Taking a personal perspective, my own theatre-going locally was strongly affected this year by the closure of the York Theatre Royal, which took effect from March and was expected to last until December under a £4.1m refurbishment plan. In May, though, the news came through of “staggering” finds during archaeological excavations, further delaying the venue’s reopening and consequently providing the rare opportunity to witness a pantomime in traverse setting with moving platforms courtesy of the temporary theatre erected at the National Railway Museum.

All this contributed towards 2015 being, for me, a year of theatre in unusual, non-theatre venues—though the NRM’s 1000-seat Signal Box theatre is hardly “unusual” any more, having been used for the large-scale community-cast show In Fog And Falling Snow and, once again, for Mike Kenny’s superlative adaptation of The Railway Children. Nor is it terribly temporary-feeling, with a lovely reception and bar area, sturdy (if cramped) seating and an impressive deployment of sound, lighting and other tech.

The same cannot be said of another venue which emerged in York in March 2015. Wittily named “The Fleeting Arms”, this was the first (to my knowledge) long-running pop-up pub arts venue in the city—at least in the last decade or so. It’s been ramshackle, full of nooks, niches, and quirks of lighting or acoustics and run by a rotating team of mostly voluntary contributors.

The venue closes in the early hours of the first of January, but in its near-year of operation it’s provided a home for community and professional arts ventures of all kinds, be they theatrical, musical or artistic.

York is a city which has done well recently for community initiatives, including York Theatre Royal’s aforementioned large-scale shows and the Arts Barge Project, with which the Fleeting Arms shares some DNA. But this was the most ambitious and open-hearted so far, drawing in all kinds of other organisations and asking only a donation to offset electricity and business rates. The Great Gatsby, which has run throughout December as a send-off to the venue, was a real highlight of the year.

Pilot Theatre is waving goodbye to artistic director Marcus Romer after twenty-two years’ service. 2015 saw the company produce strong productions with regular and new collaborators. I particularly enjoyed Outsiders, made as part of an international collaboration on migration and immigration, and A Restless Place, which was superbly staged in the York Castle Museum dungeons by talented long-term Pilot director Katie Posner.
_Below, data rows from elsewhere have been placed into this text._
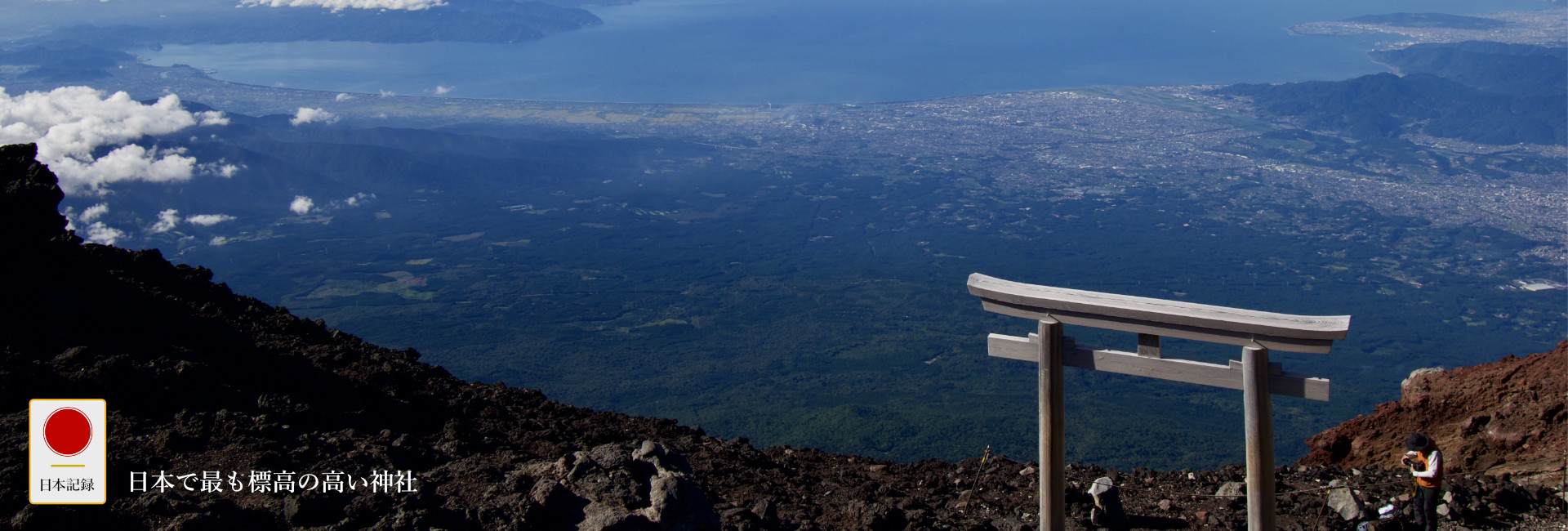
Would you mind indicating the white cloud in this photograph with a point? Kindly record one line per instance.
(353, 201)
(301, 206)
(167, 221)
(207, 220)
(71, 123)
(212, 118)
(220, 168)
(93, 212)
(341, 5)
(308, 114)
(98, 232)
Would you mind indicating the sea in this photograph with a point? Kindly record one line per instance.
(844, 51)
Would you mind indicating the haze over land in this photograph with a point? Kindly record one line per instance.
(794, 273)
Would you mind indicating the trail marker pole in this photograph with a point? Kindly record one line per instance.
(1256, 332)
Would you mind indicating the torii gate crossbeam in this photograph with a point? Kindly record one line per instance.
(1153, 319)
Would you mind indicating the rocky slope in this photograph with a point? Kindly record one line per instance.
(201, 379)
(1496, 418)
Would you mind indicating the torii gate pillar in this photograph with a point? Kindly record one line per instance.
(1152, 319)
(1053, 440)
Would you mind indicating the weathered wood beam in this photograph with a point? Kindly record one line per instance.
(1187, 332)
(1051, 300)
(1148, 345)
(1228, 377)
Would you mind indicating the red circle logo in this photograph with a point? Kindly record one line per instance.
(68, 431)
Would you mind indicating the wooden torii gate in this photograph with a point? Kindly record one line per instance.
(1256, 332)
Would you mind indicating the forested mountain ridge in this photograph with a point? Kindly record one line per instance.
(1474, 91)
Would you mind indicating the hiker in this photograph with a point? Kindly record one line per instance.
(1426, 464)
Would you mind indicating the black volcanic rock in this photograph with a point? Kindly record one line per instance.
(201, 379)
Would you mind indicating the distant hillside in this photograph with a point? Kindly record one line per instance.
(1498, 418)
(1429, 20)
(1496, 68)
(201, 379)
(1501, 97)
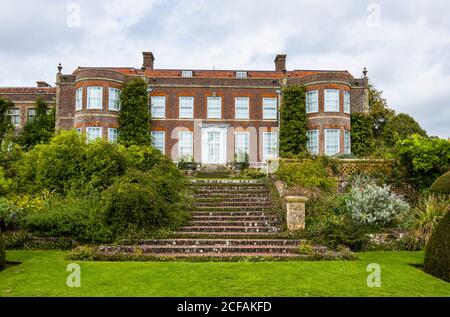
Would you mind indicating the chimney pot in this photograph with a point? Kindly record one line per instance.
(280, 63)
(148, 60)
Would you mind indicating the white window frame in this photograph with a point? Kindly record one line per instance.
(185, 145)
(79, 99)
(270, 151)
(14, 114)
(241, 145)
(269, 108)
(313, 141)
(94, 101)
(113, 134)
(214, 105)
(346, 101)
(312, 101)
(347, 142)
(186, 107)
(331, 100)
(158, 106)
(162, 138)
(113, 99)
(332, 149)
(241, 107)
(89, 131)
(187, 73)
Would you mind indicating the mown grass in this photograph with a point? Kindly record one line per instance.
(43, 273)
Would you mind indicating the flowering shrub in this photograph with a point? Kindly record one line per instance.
(371, 204)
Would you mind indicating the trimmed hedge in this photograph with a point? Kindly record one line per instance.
(437, 253)
(442, 184)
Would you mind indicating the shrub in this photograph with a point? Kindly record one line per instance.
(80, 218)
(371, 204)
(425, 159)
(143, 201)
(442, 184)
(437, 253)
(428, 212)
(308, 173)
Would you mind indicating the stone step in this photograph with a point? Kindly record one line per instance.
(217, 242)
(255, 213)
(221, 229)
(235, 218)
(215, 223)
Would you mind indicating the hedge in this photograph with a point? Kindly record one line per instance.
(437, 253)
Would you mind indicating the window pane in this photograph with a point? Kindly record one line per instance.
(94, 97)
(331, 141)
(332, 100)
(158, 140)
(186, 107)
(214, 107)
(241, 108)
(269, 108)
(158, 108)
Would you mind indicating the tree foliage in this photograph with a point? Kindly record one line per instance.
(293, 124)
(134, 118)
(40, 129)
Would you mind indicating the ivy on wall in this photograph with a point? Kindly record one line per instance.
(134, 118)
(293, 124)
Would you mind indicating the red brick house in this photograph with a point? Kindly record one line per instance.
(210, 116)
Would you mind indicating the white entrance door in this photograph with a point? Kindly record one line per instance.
(214, 145)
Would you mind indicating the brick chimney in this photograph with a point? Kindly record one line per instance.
(280, 63)
(42, 84)
(148, 60)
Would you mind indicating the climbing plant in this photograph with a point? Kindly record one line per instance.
(293, 123)
(134, 117)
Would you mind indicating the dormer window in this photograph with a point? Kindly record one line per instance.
(187, 73)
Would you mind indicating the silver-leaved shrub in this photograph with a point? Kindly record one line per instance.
(369, 203)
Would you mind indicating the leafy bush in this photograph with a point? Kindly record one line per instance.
(428, 212)
(80, 218)
(424, 158)
(308, 173)
(437, 253)
(371, 204)
(442, 184)
(143, 201)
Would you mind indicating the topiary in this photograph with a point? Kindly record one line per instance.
(442, 184)
(437, 253)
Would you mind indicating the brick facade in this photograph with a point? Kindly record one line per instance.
(256, 85)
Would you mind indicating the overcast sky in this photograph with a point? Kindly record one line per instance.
(405, 45)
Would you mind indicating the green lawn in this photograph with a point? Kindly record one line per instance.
(43, 273)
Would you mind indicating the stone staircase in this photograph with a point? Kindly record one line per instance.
(231, 219)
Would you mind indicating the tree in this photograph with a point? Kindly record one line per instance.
(134, 118)
(41, 129)
(5, 123)
(293, 124)
(363, 141)
(400, 127)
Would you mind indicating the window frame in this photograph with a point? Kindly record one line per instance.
(327, 100)
(153, 106)
(163, 134)
(110, 104)
(326, 141)
(236, 106)
(208, 106)
(315, 102)
(180, 113)
(89, 98)
(266, 111)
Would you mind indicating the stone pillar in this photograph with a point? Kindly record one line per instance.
(295, 212)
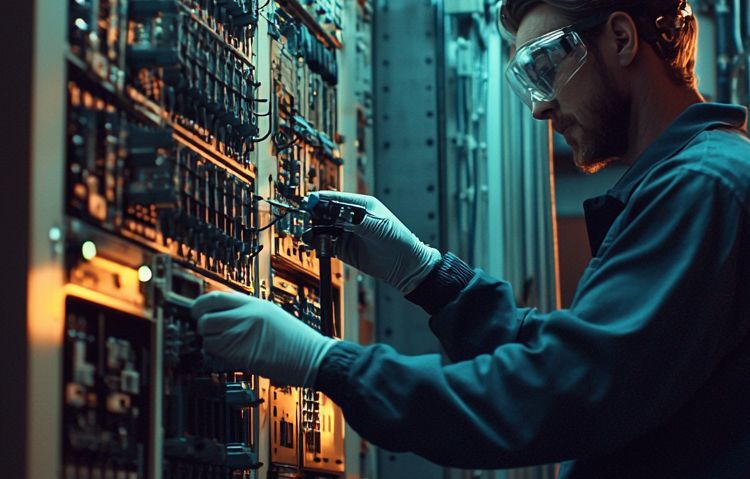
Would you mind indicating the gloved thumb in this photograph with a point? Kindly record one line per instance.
(216, 301)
Another growing York-based collaboration, Theatre Mill is a relatively new company worth looking out for. Their The Strange Case of Dr Jekyll and Mr Hyde was an atmospheric production in the basement of York’s Merchant Adventurer’s Hall and they have a growing reputation as a producer of classic tales staged in well-chosen and unusual locations.
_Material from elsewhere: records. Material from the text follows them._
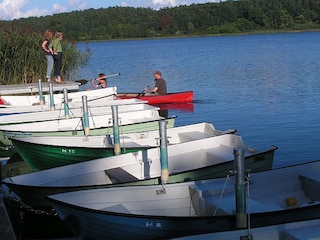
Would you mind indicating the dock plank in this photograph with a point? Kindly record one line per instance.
(33, 88)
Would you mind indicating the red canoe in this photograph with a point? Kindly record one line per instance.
(178, 97)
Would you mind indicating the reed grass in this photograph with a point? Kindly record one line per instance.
(23, 61)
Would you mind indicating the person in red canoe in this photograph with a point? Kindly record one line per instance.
(160, 87)
(100, 81)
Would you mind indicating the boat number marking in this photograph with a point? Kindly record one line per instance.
(153, 225)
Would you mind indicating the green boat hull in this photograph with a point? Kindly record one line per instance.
(35, 195)
(5, 136)
(40, 157)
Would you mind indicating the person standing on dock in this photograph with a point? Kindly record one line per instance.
(56, 50)
(45, 46)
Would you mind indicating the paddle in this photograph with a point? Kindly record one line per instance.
(84, 81)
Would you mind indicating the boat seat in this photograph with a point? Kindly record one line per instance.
(198, 193)
(117, 208)
(205, 199)
(194, 135)
(310, 183)
(227, 204)
(118, 175)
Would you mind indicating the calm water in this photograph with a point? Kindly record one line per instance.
(265, 86)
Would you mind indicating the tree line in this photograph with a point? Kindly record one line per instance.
(227, 17)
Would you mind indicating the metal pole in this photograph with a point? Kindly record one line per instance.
(40, 93)
(163, 151)
(85, 115)
(66, 106)
(51, 97)
(116, 135)
(240, 191)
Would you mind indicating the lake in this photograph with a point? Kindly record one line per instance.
(265, 86)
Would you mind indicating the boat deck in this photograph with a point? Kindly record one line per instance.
(32, 88)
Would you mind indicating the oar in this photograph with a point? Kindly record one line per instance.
(84, 81)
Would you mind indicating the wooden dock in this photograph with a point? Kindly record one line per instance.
(33, 88)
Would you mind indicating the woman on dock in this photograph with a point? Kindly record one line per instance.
(45, 46)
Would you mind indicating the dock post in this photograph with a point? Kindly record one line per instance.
(163, 151)
(85, 119)
(51, 96)
(116, 134)
(66, 105)
(40, 92)
(240, 191)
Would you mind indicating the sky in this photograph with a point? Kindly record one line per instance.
(15, 9)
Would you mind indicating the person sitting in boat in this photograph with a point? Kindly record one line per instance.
(100, 81)
(160, 87)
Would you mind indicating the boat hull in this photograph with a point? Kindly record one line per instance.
(90, 224)
(5, 135)
(47, 152)
(177, 210)
(34, 195)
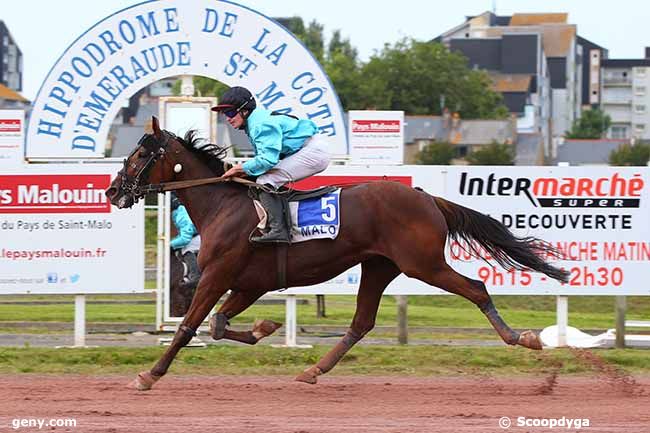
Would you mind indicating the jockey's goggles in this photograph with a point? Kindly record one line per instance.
(230, 111)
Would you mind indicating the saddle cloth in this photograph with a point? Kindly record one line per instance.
(312, 216)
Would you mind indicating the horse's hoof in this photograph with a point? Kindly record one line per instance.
(264, 328)
(309, 376)
(530, 340)
(143, 381)
(217, 326)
The news recently came in that Daniel Evans is set to end his tenure as artistic director of Sheffield Theatres after nearly seven years in charge there, in a canny appointment by Chichester Theatres. Evans’s successor is yet to be found, but the money is surely on another actor-turned-director to continue the precedent set by previous incumbents Evans, Samuel West and Michael Grandage.

Bradford’s Freedom Studios made a new appointment—or appointments—at the top, naming Alex Chisholm and Aisha Khan as co-Artistic Directors.

West Yorkshire Playhouse enjoyed another year of successful large-scale revivals and co-produced touring shows, with James Brining helming well-received versions of The Rise and Fall of Little Voice and Chitty Chitty Bang Bang and Ellen McDougall providing adventurous re-readings of The Glass Menagerie and Anna Karenina.

Up in Scarborough, Alan Ayckbourn showed no sign of losing his deftly disguised and oddly wrong-footing, blackly satirical knack as he premiered his 79th play (but who’s counting), Hero’s Welcome. Another long-running Yorkshire treasure, Berwick Kaler, gave us the aforementioned York Theatre Royal pantomime in its temporarily relocated surroundings, which rose admirably to the challenges of the unfamiliar setting.

Other odd Yorkshire venues in which I saw shows in 2015 included churches aplenty, city council chambers, Bradford Interchange rail and bus station, various other bits of the National Railway Museum, a ballroom, and a fish and chip shop. I dare theatremakers to take me somewhere even more surprising in 2016.